Fall’s mild temperatures create perfect growing conditions for cool-season crops. Autumn has distinct planting benefits: cooler air temperatures are easier on plants and gardeners, the soil is still warm, allowing roots to grow until the ground freezes, fall showers are generally plentiful, and pests and disease problems fade away in the fall.
Here are a few tips, including a harvesting chart and some of the vegetables that will extend your season, long beyond the heat of the summer:
- The window for fall planting ends about six weeks before your area gets hit with a hard frost, usually in mid-October
- Be sure to use frost protection overnight if an early frost is expected or the crop has not matured yet. Cover plants in the early evening with sheets, newspaper, cardboard or old blankets. Use supports to keep the covering material from direct contact with the plants.
Vegetables, from seed, and their days to harvest.
- Famous for being packed with nutrients, broccoli is tasty and easy to grow. Like the other plants on this list, the plant is quite frost tolerant.
- Cabbages can be as ornamental as they are edible! There are many different types; late cabbage varieties are perfect to plant right now. Add color to your garden with red-leaf cabbage varieties, such as ‘Ruby Ball’ or ‘Super Red’.
- Even after a hard frost, root crops have an advantage that veggies aboveground do not – carrot, beet, turnip, radish, parsnips and rutabaga will be protected by the soil and can be dug and used any time before the ground freezes. Mulch over the tops of the plants with straw to protect the roots from freezing.

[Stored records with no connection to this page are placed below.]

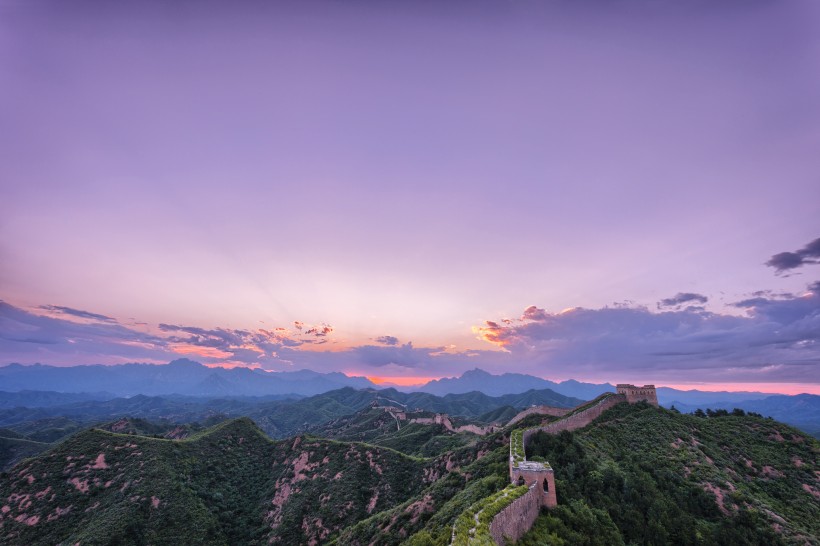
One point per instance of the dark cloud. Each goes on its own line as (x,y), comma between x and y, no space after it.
(76,313)
(319,331)
(778,340)
(28,337)
(405,356)
(786,261)
(681,298)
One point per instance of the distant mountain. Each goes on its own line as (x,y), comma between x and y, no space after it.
(668,396)
(511,383)
(496,385)
(279,417)
(45,399)
(801,411)
(636,475)
(181,376)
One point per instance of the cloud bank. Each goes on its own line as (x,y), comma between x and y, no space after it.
(787,261)
(771,338)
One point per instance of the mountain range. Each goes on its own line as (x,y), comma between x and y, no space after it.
(42,386)
(636,475)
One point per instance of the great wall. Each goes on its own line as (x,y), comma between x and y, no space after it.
(514,517)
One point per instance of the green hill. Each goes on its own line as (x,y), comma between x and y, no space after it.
(643,475)
(227,485)
(637,475)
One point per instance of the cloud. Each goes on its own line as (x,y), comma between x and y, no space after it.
(70,336)
(387,340)
(30,337)
(786,261)
(76,313)
(769,338)
(777,340)
(681,298)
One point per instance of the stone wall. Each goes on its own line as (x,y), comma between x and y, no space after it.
(542,410)
(517,518)
(634,394)
(580,419)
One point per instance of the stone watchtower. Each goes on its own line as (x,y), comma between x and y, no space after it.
(538,476)
(636,394)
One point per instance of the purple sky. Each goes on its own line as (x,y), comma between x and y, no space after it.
(404,172)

- One of the vegetable garden’s most versatile plants, lettuce comes in an amazing array of colors, shapes and tastes. English Gardens offers a variety of lettuce for fall harvests, including Buttercrunch, Green Leaf, Ruby Leaf, Green Salad Bowl, Red Salad Bowl, Mixed, Romaine, and Red Romaine!
- Spinach is a so-called super food, because it’s packed with nutrients. It’s a cinch to grow and can be eaten raw or cooked – sounds like a perfect staple to your vegetable garden!
- Kale and collards have improved flavor after a light frost. Swiss chard is also very pretty, with glossy green heart- or arrow-shaped leaves carried on colorful purple, pink, red, gold, orange, or white stalks.